Observability in TinySystems covers logging, metrics, and tracing. This guide helps you understand and monitor your modules in production.

Overview

┌─────────────────────────────────────────────────────────────────────────────┐
│                         OBSERVABILITY STACK                                  │
└─────────────────────────────────────────────────────────────────────────────┘

  Module Pods                  Collectors                    Backends
      │                           │                             │
      │  ┌─────────────────────┐  │                             │
      │  │ Logs (stdout/stderr)│──┼──▶ Fluentd/Fluent Bit ─────▶ Loki/ES
      │  └─────────────────────┘  │                             │
      │                           │                             │
      │  ┌─────────────────────┐  │                             │
      │  │ Metrics (Prometheus)│──┼──▶ Prometheus Scrape ──────▶ Prometheus
      │  └─────────────────────┘  │                             │
      │                           │                             │
      │  ┌─────────────────────┐  │                             │
      │  │ Traces (OTLP)       │──┼──▶ OTEL Collector ─────────▶ Tempo/Jaeger
      │  └─────────────────────┘  │                             │
      │                           │                             │

Logging

Structured Logging

Use structured logging for better searchability:

go
import "sigs.k8s.io/controller-runtime/pkg/log"

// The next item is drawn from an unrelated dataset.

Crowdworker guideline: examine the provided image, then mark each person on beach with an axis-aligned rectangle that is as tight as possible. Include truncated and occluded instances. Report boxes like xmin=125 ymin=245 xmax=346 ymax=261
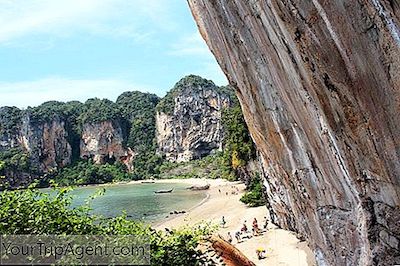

func (c *Component) Handle(ctx context.Context, output module.Handler, port string, msg any) error {
    logger := log.FromContext(ctx)

    logger.Info("processing message",
        "port", port,
        "type", fmt.Sprintf("%T", msg),
    )

    // On error
    if err != nil {
        logger.Error(err, "processing failed",
            "port", port,
            "input", msg,
        )
        return err
    }

    return nil
}

Log Levels

LevelUse CaseExample
ErrorFailures requiring attentionConnection failed, data corruption
InfoNormal operationsMessage processed, state changed
DebugDevelopment detailsFull payload, timing
V(1)VerboseEvery function entry/exit

Log Context

Add context to all logs:

go
func (c *Component) Handle(ctx context.Context, output module.Handler, port string, msg any) error {
    logger := log.FromContext(ctx).WithValues(
        "component", c.GetInfo().Name,
        "node", c.nodeName,
    )

    logger.Info("handling message", "port", port)
    // All subsequent logs include component and node
}

Metrics

Prometheus Metrics

Define metrics for your component:

go
import (
    "github.com/prometheus/client_golang/prometheus"
    "github.com/prometheus/client_golang/prometheus/promauto"
)

var (
    messagesProcessed = promauto.NewCounterVec(
        prometheus.CounterOpts{
            Name: "tinysystems_messages_processed_total",
            Help: "Total number of messages processed",
        },
        []string{"component", "port", "status"},
    )

    processingDuration = promauto.NewHistogramVec(
        prometheus.HistogramOpts{
            Name:    "tinysystems_processing_duration_seconds",
            Help:    "Message processing duration",
            Buckets: prometheus.DefBuckets,
        },
        []string{"component", "port"},
    )

    activeConnections = promauto.NewGaugeVec(
        prometheus.GaugeOpts{
            Name: "tinysystems_active_connections",
            Help: "Number of active connections",
        },
        []string{"component"},
    )
)

Using Metrics

go
func (c *Component) Handle(ctx context.Context, output module.Handler, port string, msg any) error {
    start := time.Now()
    defer func() {
        duration := time.Since(start).Seconds()
        processingDuration.WithLabelValues(c.name, port).Observe(duration)
    }()

    err := c.process(ctx, output, msg)

    status := "success"
    if err != nil {
        status = "error"
    }
    messagesProcessed.WithLabelValues(c.name, port, status).Inc()

    return err
}

Standard Metrics

Recommended metrics for all components:

MetricTypeLabelsDescription
_messages_totalCountercomponent, port, statusMessages processed
_duration_secondsHistogramcomponent, portProcessing time
_errors_totalCountercomponent, error_typeErrors by type
_active_operationsGaugecomponentIn-flight operations

Tracing

OpenTelemetry Integration

go
import (
    "go.opentelemetry.io/otel"
    "go.opentelemetry.io/otel/trace"
)

var tracer = otel.Tracer("my-module")

func (c *Component) Handle(ctx context.Context, output module.Handler, port string, msg any) error {
    ctx, span := tracer.Start(ctx, "Handle",
        trace.WithAttributes(
            attribute.String("component", c.name),
            attribute.String("port", port),
        ),
    )
    defer span.End()

    // Processing...
    if err != nil {
        span.RecordError(err)
        span.SetStatus(codes.Error, err.Error())
        return err
    }

    span.SetStatus(codes.Ok, "")
    return nil
}

Trace Context Propagation

Traces propagate across modules:

go
// Automatic via gRPC metadata
// Manual for HTTP:
func (c *HTTPClient) doRequest(ctx context.Context, req *http.Request) (*http.Response, error) {
    // Inject trace context into headers
    otel.GetTextMapPropagator().Inject(ctx, propagation.HeaderCarrier(req.Header))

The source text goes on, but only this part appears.